So it's probably true. I'll even root for different laundry that they tell me is better than the old laundry. But I think it's the kind of true that happens when you stare at a thing cross-eyed enough to get some unsettling-sounding, obvious fact out of it. I root for laundry because it's the abstraction we have to stand in for all these weird transitions. It allows us to deal with these Cardinals being simultaneously a break from the last 17 years of Cardinals baseball and the team sent to defend its own World Series championship.
These Cardinals lost Albert Pujols, who was supposed to represent the same nebulous ideals they represented, and Tony La Russa, who took the idea of resurrecting a storied franchise as his jersey number, and they signed a guy who twice in three years just missed sinking them single-handedly in the postseason. They got a big season from their postseason hero, and they watched Yadier Molina play Johnny Bench for a year, and they put the ball in Chris Carpenter's hand with the playoffs on the line two months after he had a rib removed to restore feeling to his fingers.
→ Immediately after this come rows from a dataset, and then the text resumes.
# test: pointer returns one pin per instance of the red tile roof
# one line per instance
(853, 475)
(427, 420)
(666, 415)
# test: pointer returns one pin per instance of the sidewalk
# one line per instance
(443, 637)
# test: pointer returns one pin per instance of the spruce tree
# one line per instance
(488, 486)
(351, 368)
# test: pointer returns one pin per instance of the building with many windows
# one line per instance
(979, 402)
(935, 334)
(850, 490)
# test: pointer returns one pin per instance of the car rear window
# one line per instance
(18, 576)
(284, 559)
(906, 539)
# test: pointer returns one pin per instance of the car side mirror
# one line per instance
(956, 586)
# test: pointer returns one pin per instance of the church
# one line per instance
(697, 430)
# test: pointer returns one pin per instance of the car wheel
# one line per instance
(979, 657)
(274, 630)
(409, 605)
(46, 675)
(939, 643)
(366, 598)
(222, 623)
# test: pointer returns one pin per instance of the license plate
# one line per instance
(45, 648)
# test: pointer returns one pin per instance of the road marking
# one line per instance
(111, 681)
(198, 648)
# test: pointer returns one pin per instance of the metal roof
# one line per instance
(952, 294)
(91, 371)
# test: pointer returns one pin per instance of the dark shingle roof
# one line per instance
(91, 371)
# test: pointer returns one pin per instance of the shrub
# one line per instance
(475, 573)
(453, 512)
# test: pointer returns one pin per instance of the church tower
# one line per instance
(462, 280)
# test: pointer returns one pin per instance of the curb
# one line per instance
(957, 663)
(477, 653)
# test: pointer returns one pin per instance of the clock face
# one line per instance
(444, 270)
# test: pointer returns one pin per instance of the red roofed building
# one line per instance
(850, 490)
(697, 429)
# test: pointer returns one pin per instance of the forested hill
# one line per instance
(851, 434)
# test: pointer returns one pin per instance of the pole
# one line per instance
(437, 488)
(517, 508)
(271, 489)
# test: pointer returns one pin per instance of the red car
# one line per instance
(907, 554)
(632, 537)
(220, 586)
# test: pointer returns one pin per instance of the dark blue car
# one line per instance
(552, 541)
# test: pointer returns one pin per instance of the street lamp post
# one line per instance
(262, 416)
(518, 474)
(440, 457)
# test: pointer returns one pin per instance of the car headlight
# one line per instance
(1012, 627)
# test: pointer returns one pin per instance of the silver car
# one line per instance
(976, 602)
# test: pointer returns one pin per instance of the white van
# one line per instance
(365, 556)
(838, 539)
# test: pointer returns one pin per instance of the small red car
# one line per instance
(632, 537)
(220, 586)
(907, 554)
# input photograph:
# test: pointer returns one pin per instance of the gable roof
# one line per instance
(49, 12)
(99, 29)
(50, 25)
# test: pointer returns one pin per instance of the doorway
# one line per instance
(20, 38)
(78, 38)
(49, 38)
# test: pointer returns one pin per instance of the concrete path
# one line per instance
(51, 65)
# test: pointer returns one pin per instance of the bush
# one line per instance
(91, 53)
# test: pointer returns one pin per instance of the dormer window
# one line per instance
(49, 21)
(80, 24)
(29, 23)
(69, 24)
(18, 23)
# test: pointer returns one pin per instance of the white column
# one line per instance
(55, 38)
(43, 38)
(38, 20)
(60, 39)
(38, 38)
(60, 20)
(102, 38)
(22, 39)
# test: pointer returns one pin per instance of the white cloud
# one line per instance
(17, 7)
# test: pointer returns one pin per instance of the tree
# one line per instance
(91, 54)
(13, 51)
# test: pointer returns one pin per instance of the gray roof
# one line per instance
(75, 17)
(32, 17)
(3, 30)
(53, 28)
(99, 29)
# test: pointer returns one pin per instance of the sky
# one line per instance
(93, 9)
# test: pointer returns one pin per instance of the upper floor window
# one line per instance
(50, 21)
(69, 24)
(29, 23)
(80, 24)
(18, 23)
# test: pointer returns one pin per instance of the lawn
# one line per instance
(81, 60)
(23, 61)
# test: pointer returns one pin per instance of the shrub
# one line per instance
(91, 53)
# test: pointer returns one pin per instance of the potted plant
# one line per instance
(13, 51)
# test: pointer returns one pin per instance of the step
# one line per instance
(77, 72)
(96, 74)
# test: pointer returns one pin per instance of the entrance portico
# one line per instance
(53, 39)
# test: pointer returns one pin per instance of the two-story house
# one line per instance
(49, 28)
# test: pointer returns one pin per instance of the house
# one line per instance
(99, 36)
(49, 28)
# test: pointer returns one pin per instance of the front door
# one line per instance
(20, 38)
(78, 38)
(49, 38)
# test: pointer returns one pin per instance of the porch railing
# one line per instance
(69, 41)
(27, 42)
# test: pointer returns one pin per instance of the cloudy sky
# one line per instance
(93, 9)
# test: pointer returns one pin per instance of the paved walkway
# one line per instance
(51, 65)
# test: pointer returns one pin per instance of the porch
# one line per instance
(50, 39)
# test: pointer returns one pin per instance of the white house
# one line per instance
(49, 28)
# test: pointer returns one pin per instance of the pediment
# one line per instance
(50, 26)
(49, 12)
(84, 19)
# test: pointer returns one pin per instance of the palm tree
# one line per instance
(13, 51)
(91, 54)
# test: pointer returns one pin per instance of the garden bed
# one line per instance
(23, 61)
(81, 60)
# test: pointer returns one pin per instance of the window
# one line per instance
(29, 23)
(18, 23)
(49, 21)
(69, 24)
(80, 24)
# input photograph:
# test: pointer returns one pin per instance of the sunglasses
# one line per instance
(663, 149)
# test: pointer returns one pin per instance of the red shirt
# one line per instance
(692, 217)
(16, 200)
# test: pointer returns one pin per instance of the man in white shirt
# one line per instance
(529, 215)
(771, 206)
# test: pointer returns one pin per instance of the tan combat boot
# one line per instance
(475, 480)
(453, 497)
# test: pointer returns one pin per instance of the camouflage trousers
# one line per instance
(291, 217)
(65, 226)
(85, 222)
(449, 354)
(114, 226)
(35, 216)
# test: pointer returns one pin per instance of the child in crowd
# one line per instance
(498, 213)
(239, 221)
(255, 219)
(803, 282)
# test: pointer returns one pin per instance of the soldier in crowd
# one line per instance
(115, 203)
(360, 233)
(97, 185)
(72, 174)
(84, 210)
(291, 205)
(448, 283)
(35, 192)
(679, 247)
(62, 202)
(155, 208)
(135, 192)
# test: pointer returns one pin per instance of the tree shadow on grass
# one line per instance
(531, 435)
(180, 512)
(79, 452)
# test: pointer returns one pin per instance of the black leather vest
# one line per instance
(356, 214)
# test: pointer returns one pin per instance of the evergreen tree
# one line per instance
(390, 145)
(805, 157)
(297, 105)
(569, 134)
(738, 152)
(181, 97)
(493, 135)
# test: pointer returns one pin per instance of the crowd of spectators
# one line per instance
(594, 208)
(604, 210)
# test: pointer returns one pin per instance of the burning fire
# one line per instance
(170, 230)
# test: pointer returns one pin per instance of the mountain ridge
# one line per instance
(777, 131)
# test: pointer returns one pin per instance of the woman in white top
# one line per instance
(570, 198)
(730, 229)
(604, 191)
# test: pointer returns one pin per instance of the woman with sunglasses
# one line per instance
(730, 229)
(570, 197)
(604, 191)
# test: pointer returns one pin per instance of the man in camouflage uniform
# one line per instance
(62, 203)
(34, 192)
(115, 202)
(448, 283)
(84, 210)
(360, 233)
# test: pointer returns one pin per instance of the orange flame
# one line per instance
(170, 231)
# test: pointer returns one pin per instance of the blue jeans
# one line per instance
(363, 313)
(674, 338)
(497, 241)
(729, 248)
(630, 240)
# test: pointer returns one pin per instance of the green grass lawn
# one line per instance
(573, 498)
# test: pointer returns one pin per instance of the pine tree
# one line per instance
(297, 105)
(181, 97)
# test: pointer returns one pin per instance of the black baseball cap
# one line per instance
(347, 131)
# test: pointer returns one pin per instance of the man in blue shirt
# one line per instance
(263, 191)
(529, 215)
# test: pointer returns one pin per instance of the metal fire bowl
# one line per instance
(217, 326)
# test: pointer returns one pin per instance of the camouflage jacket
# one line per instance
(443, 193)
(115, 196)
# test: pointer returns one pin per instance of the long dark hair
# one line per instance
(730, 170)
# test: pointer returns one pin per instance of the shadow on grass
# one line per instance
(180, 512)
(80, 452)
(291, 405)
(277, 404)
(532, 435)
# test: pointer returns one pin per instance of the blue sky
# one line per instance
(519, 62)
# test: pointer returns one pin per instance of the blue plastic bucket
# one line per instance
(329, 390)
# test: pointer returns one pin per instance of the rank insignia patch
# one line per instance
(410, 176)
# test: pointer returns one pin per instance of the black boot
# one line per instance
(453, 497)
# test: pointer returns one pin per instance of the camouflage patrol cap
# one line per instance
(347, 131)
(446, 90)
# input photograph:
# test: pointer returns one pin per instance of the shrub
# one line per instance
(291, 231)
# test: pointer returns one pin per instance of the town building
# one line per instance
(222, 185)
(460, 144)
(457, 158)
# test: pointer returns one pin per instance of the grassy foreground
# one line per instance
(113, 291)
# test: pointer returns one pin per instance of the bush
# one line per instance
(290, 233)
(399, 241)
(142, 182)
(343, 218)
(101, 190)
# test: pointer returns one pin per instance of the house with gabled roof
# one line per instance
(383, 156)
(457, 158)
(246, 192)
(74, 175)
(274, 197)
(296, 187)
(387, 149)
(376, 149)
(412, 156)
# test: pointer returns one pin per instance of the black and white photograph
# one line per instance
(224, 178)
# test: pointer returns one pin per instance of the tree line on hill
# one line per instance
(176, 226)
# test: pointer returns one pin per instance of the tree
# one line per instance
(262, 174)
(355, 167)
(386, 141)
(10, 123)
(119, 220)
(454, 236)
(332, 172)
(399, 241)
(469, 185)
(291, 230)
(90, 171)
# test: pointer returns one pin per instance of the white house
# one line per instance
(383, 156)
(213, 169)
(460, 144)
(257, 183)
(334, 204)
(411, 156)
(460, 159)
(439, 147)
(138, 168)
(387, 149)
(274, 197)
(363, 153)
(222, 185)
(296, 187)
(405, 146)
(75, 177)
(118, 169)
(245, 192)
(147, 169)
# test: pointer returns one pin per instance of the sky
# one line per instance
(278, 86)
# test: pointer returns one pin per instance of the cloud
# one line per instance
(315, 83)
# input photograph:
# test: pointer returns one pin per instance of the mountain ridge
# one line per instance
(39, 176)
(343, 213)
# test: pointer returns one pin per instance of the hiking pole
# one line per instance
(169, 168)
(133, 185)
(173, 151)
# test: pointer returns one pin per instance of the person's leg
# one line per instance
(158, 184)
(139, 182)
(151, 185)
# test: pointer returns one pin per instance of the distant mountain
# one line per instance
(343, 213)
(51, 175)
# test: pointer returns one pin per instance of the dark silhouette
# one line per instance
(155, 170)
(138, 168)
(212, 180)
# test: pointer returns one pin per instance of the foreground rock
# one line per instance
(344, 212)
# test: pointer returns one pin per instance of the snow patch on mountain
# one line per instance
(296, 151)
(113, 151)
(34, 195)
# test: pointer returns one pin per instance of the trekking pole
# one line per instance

I don't know whether that makes them the logical successors to the 2011 team or a harbinger of the 2014 squad, with the pitchers grown up and the veteran casts fully removed. Without the jerseys all that churn becomes hard to deal with, and most of the circles we draw around particular eras of Cardinals baseball get closed after the fact anyway. But if we zoom out far enough—whatever happens—they'll just be the Cardinals, who on a Friday in October took advantage of a brand-new rule and a season that went just-well-enough to give themselves the chance to defend a World Series championship for the first time since 1968.